Mori Masashi, Somogyi Kálmán, Kondo Hiroshi, Monnier Nilah, Falk Henning J, Machado Pedro, Bathe Mark, Nédélec François, Lénárt Péter
Cell Biology and Biophysics Unit, European Molecular Biology Laboratory (EMBL), Meyerhofstrasse 1, Heidelberg 69117, Germany.
Laboratory for Computational Biology and Biophysics, Department of Biological Engineering, Massachusetts Institute of Technology (MIT), 77 Massachusetts Avenue, Cambridge, MA 02139, USA; Graduate Program in Biophysics, Harvard University, 1350 Massachusetts Avenue, Cambridge, MA 02138, USA.
Curr Biol. 2014 Jun 16;24(12):1421-1428. doi: 10.1016/j.cub.2014.05.019. Epub 2014 Jun 5.

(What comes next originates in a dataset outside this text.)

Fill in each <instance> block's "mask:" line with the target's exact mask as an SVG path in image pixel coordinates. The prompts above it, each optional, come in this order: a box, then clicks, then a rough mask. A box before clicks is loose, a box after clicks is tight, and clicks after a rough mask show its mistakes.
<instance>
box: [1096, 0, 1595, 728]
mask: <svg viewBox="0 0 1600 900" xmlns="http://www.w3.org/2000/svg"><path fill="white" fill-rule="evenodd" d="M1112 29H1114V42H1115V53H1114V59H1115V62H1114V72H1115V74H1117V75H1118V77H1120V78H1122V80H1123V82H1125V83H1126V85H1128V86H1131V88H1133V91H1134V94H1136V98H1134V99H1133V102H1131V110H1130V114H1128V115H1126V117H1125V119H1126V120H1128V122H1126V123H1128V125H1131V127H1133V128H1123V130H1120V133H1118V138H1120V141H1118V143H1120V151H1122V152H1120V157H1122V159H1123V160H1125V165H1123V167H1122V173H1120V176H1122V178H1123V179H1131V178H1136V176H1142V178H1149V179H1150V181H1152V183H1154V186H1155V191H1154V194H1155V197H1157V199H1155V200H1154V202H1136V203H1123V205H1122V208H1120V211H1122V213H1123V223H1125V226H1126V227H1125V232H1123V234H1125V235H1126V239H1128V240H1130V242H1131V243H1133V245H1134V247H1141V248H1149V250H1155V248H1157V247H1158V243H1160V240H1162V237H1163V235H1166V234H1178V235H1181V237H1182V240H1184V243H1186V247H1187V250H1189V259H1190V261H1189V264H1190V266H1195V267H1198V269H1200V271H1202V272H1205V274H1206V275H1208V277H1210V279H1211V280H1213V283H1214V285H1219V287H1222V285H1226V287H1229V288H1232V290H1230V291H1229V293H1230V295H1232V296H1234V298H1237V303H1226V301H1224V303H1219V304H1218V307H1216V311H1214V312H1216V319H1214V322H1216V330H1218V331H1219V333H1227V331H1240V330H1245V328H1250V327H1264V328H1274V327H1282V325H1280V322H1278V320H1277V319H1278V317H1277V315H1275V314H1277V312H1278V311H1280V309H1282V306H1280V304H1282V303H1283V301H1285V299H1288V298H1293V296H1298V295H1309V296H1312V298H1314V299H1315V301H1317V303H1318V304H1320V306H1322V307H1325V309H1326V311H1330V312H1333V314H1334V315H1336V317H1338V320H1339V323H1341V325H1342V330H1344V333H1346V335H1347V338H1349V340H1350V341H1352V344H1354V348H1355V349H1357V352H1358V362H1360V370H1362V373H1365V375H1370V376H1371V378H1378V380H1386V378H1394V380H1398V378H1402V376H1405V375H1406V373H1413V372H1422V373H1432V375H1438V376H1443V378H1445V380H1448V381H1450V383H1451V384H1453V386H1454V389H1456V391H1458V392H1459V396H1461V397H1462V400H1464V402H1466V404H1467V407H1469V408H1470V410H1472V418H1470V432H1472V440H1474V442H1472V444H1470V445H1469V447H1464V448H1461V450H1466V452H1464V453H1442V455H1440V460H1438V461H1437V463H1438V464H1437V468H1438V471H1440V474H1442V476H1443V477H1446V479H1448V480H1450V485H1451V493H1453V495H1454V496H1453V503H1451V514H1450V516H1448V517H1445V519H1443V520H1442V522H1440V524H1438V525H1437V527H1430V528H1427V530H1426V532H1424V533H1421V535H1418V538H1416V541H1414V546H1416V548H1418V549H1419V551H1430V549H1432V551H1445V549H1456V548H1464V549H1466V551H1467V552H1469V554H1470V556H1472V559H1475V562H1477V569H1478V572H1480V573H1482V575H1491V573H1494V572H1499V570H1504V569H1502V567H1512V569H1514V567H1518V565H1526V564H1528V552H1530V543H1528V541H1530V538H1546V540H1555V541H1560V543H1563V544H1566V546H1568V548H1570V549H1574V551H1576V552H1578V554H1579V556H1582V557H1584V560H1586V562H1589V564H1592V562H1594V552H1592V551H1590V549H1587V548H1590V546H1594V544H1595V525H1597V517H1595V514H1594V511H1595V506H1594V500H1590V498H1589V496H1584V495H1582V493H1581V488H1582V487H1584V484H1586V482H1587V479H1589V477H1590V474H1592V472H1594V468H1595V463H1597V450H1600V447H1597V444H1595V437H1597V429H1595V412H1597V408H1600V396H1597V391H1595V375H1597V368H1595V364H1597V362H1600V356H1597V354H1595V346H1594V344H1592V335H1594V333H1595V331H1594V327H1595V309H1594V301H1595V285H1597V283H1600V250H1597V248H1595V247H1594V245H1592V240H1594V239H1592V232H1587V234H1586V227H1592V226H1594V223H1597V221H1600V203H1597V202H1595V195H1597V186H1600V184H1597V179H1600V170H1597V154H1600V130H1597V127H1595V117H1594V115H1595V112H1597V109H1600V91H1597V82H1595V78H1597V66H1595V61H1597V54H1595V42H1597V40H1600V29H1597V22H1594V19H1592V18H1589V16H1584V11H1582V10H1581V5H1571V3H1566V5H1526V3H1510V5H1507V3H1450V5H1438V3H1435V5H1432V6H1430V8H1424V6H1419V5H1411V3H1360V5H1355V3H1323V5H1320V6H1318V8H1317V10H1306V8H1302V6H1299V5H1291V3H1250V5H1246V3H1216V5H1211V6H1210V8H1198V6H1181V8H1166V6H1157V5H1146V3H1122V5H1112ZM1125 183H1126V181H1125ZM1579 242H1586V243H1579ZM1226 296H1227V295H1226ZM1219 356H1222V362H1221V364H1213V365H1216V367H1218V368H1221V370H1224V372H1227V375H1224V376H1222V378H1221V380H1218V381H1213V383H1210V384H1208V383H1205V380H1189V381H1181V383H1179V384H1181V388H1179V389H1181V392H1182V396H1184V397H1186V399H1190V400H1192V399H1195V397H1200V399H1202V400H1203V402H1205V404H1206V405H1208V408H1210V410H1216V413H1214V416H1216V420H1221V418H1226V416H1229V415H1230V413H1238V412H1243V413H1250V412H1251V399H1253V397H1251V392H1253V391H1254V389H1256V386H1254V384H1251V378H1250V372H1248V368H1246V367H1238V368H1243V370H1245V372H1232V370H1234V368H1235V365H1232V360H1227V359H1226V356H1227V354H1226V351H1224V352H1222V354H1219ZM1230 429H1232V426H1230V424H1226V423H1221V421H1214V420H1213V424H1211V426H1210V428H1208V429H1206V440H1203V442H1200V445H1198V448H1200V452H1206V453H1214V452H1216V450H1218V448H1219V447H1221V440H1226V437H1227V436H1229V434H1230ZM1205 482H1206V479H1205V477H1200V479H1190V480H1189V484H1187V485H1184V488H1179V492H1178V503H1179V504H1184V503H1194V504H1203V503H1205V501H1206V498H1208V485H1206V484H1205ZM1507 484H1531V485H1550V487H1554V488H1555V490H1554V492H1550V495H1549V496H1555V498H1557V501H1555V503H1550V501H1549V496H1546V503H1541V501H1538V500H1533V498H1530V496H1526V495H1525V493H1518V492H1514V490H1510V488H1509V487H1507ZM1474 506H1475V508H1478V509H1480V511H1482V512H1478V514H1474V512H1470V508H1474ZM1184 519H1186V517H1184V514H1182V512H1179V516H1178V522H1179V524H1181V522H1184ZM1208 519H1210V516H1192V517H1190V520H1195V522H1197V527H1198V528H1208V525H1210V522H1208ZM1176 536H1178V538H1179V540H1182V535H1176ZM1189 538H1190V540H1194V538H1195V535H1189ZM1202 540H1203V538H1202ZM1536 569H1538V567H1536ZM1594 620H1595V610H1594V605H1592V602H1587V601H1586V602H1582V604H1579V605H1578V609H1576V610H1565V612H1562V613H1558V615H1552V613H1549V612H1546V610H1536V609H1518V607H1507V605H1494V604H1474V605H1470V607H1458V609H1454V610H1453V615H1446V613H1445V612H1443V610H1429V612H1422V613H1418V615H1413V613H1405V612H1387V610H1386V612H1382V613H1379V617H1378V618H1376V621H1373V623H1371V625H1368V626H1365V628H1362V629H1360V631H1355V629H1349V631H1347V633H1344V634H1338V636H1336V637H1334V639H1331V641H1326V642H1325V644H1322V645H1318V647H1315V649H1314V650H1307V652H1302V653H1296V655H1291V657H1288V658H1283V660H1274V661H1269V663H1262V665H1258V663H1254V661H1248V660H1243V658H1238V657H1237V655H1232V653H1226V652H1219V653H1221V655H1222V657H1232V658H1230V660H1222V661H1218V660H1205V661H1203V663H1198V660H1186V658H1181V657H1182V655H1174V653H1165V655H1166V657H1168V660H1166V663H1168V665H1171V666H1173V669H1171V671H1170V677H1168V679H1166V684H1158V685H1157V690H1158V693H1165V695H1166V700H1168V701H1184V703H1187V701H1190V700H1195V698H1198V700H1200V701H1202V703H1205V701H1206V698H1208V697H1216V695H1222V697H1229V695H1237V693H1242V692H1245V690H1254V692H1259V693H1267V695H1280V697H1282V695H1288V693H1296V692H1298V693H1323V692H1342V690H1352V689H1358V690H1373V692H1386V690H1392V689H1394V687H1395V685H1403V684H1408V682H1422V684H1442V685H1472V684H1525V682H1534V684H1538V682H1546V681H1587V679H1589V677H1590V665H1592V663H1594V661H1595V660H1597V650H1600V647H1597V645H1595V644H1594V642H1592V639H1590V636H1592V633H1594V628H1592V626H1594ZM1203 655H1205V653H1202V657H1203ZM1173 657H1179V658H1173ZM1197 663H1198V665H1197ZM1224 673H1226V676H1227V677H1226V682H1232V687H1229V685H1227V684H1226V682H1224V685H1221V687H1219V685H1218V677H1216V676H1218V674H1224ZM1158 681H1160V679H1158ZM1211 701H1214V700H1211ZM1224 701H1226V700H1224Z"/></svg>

Animal cells disassemble and reassemble their nuclear envelopes (NEs) upon each division. Nuclear envelope breakdown (NEBD) serves as a major regulatory mechanism by which mixing of cytoplasmic and nuclear compartments drives the complete reorganization of cellular architecture, committing the cell for division. Breakdown is initiated by phosphorylation-driven partial disassembly of the nuclear pore complexes (NPCs), increasing their permeability but leaving the overall NE structure intact. Subsequently, the NE is rapidly broken into membrane fragments, defining the transition from prophase to prometaphase and resulting in complete mixing of cyto- and nucleoplasm. However, the mechanism underlying this rapid NE fragmentation remains largely unknown. Here, we show that NE fragmentation during NEBD in starfish oocytes is driven by an Arp2/3 complex-nucleated F-actin "shell" that transiently polymerizes on the inner surface of the NE. Blocking the formation of this F-actin shell prevents membrane fragmentation and delays entry of large cytoplasmic molecules into the nucleus. We observe spike-like protrusions extending from the F-actin shell that appear to "pierce" the NE during the fragmentation process. Finally, we show that NE fragmentation is essential for successful reproduction, because blocking this process in meiosis leads to formation of aneuploid eggs.
动物细胞在每次分裂时都会拆解并重新组装其核膜(NE)。核膜破裂(NEBD)是一种主要的调控机制,通过细胞质和细胞核区室的混合驱动细胞结构的完全重组,使细胞进入分裂状态。破裂由磷酸化驱动的核孔复合体(NPC)部分拆解引发,增加其通透性,但使整个核膜结构保持完整。随后,核膜迅速破碎成膜碎片,标志着从前期到前中期的转变,并导致细胞质和核质完全混合。然而,这种快速核膜破碎的潜在机制在很大程度上仍然未知。在这里,我们表明海星卵母细胞在核膜破裂期间的核膜破碎是由Arp2/3复合体成核的F-肌动蛋白“壳”驱动的,该“壳”在核膜内表面短暂聚合。阻止这种F-肌动蛋白壳的形成可防止膜破碎,并延迟大的细胞质分子进入细胞核。我们观察到从F-肌动蛋白壳延伸出的尖状突起,在破碎过程中似乎“刺穿”了核膜。最后,我们表明核膜破碎对于成功繁殖至关重要,因为在减数分裂中阻断这一过程会导致非整倍体卵子的形成。